As I get older of course, the body starts to work less well than it did when I was 18. There’s always some ache, some little niggly feeling. And it would be a matter of some ease to amplify those feelings into a full-blown illness and thus be excused from meeting my obligations. But one of the most helpful pieces of advice I got from my mother as a child was when complaining of just such some minor ache. She said, “we all have aches and pains. But we still have to do what we have to do.”

Our society seems to become increasingly therapeutic in its orientation. Every problem, every imperfection in the body must be treated by some medical technology, and failure to do so is some great catastrophe that all too frequently results in lawsuits. Or it results in the afflicted person opting out of any responsibility. They can’t take care of their kids, they can’t work, they can’t do whatever it is they’re supposed to be doing because they’re sick.

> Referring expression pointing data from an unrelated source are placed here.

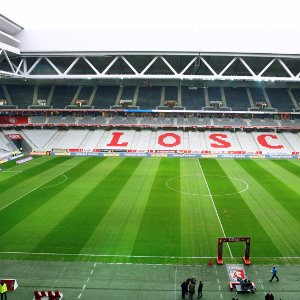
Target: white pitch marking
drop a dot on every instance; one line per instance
(215, 208)
(130, 256)
(53, 185)
(175, 284)
(32, 190)
(207, 195)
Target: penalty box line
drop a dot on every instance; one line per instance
(214, 205)
(36, 188)
(132, 256)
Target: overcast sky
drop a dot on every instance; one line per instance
(122, 14)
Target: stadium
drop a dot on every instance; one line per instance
(128, 165)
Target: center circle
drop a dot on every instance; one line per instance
(174, 185)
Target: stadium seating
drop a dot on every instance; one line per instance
(128, 93)
(21, 96)
(37, 119)
(72, 139)
(38, 138)
(192, 99)
(63, 96)
(105, 97)
(237, 98)
(280, 99)
(149, 97)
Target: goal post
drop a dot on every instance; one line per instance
(230, 240)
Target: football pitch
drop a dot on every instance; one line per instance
(155, 211)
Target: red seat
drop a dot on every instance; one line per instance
(57, 294)
(51, 295)
(44, 294)
(37, 295)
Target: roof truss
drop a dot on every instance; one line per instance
(150, 66)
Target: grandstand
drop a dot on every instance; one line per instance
(65, 101)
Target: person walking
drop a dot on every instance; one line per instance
(200, 287)
(184, 289)
(192, 286)
(3, 290)
(269, 296)
(274, 274)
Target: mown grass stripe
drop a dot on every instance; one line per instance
(28, 172)
(282, 228)
(16, 189)
(234, 213)
(198, 217)
(279, 190)
(118, 229)
(24, 219)
(289, 166)
(82, 217)
(160, 229)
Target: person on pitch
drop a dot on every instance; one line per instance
(274, 274)
(3, 290)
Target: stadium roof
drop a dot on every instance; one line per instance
(162, 41)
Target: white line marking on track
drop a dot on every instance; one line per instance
(88, 279)
(214, 205)
(175, 284)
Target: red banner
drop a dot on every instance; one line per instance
(15, 120)
(14, 136)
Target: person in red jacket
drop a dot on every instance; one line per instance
(3, 290)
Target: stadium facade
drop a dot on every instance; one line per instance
(200, 93)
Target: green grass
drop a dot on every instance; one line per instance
(157, 210)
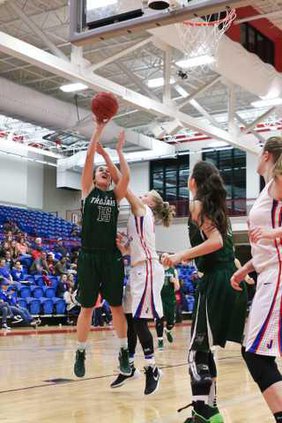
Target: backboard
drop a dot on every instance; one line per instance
(102, 19)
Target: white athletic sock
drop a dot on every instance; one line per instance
(81, 346)
(212, 395)
(203, 398)
(123, 343)
(150, 361)
(131, 360)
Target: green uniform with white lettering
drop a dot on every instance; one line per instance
(168, 296)
(219, 311)
(100, 264)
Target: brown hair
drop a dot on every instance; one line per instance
(274, 146)
(162, 210)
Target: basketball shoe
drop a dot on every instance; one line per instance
(160, 344)
(79, 365)
(197, 417)
(153, 375)
(124, 366)
(169, 335)
(121, 379)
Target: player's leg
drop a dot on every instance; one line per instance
(132, 342)
(169, 313)
(160, 333)
(265, 373)
(152, 372)
(88, 289)
(112, 273)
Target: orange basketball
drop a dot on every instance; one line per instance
(104, 106)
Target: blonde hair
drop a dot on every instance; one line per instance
(162, 210)
(274, 146)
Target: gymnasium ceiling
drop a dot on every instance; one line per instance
(45, 25)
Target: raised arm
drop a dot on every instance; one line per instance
(137, 206)
(122, 184)
(87, 173)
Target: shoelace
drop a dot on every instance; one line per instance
(184, 408)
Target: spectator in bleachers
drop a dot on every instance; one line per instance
(5, 246)
(61, 267)
(22, 246)
(9, 296)
(17, 272)
(50, 260)
(60, 248)
(70, 280)
(9, 261)
(62, 285)
(4, 272)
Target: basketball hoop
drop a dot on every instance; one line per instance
(200, 37)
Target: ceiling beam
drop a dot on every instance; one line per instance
(31, 54)
(36, 30)
(122, 53)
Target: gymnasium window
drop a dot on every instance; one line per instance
(232, 166)
(169, 178)
(255, 42)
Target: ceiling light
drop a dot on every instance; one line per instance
(181, 91)
(69, 88)
(96, 4)
(192, 62)
(266, 103)
(158, 82)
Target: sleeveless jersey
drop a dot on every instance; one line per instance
(141, 233)
(267, 213)
(99, 220)
(219, 257)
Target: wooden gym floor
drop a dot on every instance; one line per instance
(37, 383)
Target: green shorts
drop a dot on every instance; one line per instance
(100, 272)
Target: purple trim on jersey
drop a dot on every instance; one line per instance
(141, 304)
(257, 342)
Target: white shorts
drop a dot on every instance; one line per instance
(127, 299)
(263, 333)
(145, 284)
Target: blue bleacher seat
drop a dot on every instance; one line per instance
(49, 292)
(25, 291)
(37, 291)
(60, 305)
(22, 302)
(47, 305)
(34, 305)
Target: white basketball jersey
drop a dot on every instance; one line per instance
(141, 233)
(267, 213)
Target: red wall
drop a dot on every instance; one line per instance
(265, 27)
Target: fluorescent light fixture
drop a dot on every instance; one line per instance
(158, 82)
(267, 103)
(181, 91)
(70, 88)
(96, 4)
(192, 62)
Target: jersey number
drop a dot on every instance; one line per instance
(104, 214)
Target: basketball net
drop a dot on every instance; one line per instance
(200, 37)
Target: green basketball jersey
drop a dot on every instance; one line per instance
(224, 255)
(99, 220)
(168, 286)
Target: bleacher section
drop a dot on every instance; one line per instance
(38, 223)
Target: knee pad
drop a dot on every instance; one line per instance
(263, 369)
(201, 379)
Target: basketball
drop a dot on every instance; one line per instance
(104, 106)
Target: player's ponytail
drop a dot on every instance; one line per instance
(277, 169)
(162, 210)
(212, 195)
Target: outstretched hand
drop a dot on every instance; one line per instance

One of the things that makes this problem so difficult to address is the fact that there is a great deal of genuinely debilitating illnesses and injuries that occur. Chronic pain or weakness can be such a burden on a person. You don’t want to seem unsympathetic. But it’s not sympathetic to encourage people to invent reasons to avoid responsibility.

If it really is a heart problem, then the cure must be to the heart as well. And as in all things, the answer is forgiveness of sins. I know that I would most often try to get out of school or work when there was some insurmountable problem there that I didn’t feel like I could deal with. Some test or some deadline that I wasn’t prepared for. People feel a great deal of guilt about their lives- their families, their jobs, their involvement with church, and one way of dealing with that guilt is just opting out. If I’m sick, or if I have some mental disorder or something like that, then I can’t be expected to live up to my responsibilities.

But when we learn that all of us on our own are failures, that all of us fail our families, our churches, our jobs, because of our fallen natures, but that Jesus has removed the guilt of that and with His power we can get back on the horse and try again, then we can overcome that guilt. We can learn not to look for escape hatches or dodges, and that avoiding responsibility just makes the problems worse anyway.

The sluggard says, “There is a lion in the street!” Maybe, and maybe not. But there’s always a reason not to do what we should do. Katie’s already learned that. But by God’s grace and forgiveness, we can learn to go face our lions and defeat them.